En la Primera Lectura (ver 2Re 4, 42-44), se nos narra que un hombre regala al profeta Eliseo veinte panes de cebada y grano tierno. Era un gran regalo, y Eliseo pudo haber pensado: ‘¡Ni loco comparto estos ricos panes con la gente porque se los acabarían en un santiamén, mejor me los guardo y así me aseguro de tener comida para bastante tiempo!’. Pero no lo pensó, sino que le dijo a su empleado: “Dáselos a la gente para que coman”. Y cuando éste se mostró dudoso porque no le salían las cuentas, eso de repartir veinte panes entre cien hombres, Eliseo le aseguró que el Señor le había dicho: “Comerán todos y sobrará”. Los repartieron y, en efecto, sobraron.
Es significativo que el Salmo que responde a esta Lectura dice:
“A Ti, Señor, sus ojos vuelven todos
y Tu los alimentas a su tiempo.
Abres, Señor, Tus manos generosas,
y cuantos viven quedan satisfechos” (Sal 145).
Dicen que a Dios nadie le gana en generosidad. Basta poner en Sus manos generosas lo que tenemos, por poco que sea, y Él se encarga de multiplicarlo, de hacerlo rendir.
Lo vemos nuevamente en el Evangelio dominical (ver Jn 6, 1-15).

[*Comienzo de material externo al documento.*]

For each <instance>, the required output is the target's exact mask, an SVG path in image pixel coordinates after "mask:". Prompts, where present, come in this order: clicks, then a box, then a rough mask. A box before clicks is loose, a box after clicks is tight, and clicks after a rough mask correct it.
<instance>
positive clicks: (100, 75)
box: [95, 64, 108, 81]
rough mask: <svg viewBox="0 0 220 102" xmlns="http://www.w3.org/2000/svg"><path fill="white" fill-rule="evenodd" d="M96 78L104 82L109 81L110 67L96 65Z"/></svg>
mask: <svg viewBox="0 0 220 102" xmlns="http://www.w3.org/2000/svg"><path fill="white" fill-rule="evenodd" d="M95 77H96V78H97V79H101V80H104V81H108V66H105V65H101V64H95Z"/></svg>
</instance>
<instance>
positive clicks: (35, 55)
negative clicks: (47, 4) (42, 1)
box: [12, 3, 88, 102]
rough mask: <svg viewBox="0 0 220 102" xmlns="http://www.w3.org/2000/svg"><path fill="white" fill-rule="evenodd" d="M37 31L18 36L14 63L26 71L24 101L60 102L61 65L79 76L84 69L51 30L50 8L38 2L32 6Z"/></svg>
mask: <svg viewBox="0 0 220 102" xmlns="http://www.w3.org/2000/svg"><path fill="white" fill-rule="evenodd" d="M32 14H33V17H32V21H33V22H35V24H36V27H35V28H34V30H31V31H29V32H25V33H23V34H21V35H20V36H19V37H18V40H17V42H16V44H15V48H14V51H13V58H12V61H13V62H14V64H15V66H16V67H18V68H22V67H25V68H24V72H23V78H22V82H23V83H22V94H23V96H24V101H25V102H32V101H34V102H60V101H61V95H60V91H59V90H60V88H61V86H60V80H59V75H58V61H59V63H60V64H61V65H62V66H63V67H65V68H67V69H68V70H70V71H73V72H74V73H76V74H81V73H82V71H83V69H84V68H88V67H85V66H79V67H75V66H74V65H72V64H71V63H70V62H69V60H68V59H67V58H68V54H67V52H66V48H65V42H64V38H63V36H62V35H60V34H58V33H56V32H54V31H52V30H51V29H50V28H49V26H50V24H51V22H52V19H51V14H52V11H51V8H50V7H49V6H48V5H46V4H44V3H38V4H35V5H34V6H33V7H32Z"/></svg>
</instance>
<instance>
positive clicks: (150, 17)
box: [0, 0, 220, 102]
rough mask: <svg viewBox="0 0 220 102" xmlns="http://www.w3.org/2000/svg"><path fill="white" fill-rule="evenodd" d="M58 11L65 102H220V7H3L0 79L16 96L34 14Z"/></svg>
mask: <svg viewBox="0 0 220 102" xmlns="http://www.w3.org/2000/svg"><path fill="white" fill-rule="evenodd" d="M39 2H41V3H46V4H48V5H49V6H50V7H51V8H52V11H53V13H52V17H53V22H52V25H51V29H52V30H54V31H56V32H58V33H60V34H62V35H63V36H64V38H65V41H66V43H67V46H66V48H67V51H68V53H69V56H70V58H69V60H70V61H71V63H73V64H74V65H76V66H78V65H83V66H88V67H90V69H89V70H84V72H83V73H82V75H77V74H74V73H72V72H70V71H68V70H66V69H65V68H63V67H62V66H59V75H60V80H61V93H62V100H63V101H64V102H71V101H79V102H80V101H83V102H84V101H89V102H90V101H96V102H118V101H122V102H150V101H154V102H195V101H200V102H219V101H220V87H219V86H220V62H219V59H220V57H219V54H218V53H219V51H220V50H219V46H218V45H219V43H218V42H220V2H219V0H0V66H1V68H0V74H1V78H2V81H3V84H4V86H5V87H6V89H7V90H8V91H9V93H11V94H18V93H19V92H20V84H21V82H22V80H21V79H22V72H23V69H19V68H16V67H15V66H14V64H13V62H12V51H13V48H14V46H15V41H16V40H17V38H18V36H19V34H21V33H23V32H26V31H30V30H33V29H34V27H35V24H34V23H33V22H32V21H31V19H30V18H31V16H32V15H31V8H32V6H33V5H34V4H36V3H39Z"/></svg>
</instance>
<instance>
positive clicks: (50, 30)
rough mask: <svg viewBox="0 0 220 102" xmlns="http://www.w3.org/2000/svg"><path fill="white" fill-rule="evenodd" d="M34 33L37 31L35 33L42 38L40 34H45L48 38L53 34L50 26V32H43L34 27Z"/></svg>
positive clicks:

Jesús, rodeado de una multitud, preguntó a Felipe, uno de Sus discípulos, cómo comprarían pan para que comiera la gente. Éste respondió: “Ni doscientos denarios de pan bastarían para que a cada uno le tocara un pedazo de pan.”, en otras palabras no había modo de alimentar a tantas personas.
Y en eso, llegó Andrés, otros de los discípulos, diciendo: “Aquí hay un muchacho que trae cinco panes de cebada y dos pescados. Pero ¿qué es eso para tanta gente?”.
Nuevamente tenemos un caso en el que los protagonistas pudieron decir: ‘oigan, esto es muy poquito, de plano no es suficiente para todos, mejor vámonos disimuladamente a otra parte y nos lo comemos nosotros, al fin que para eso sí alcanza!’. Pero no lo dijeron. Todo lo contrario. Jesús pidió que la gente se sentara, tomó lo poco que Andrés puso en Sus manos, dio gracias a Dios, repartió la comida y ¡otra vez sobró! ¡Nada menos que doce canastos llenos!
Al leer estos dos casos que nos presenta la Lectura y el Evangelio quedamos convidados a cuestionarnos: ¿cómo reaccionamos cuando tenemos poco?, ¿cuando creemos que lo que tenemos no alcanza para casi nada o para casi nadie, incluidos nosotros? Y esto aplica igual en un sentido espiritual que material, ¿somos capaces de ponerlo en manos de Dios, confiar en Su generosa Providencia, o más bien nos fiamos sólo de nosotros mismos, y lo poco que creemos tener (por ejemplo, ciertos dones y capacidades, o dinero y bienes materiales) lo usamos sólo para cubrir nuestras necesidades?
Es curioso, que la gente que menos tiene, es la más generosa porque sabe lo que se siente no tener suficiente, y es la que suele ver multiplicado lo que comparte.
Los avaros, los ‘agarrados’ que se preocupan sólo por sí mismos, suelen quedarse cortos, y tal vez con ello confirman sus negros presentimientos de que aquello que tenían no alcanzaba, pero no es así. Hubiera alcanzado si lo hubieran compartido. Dios se los hubiera multiplicado y hasta les habría sobrado.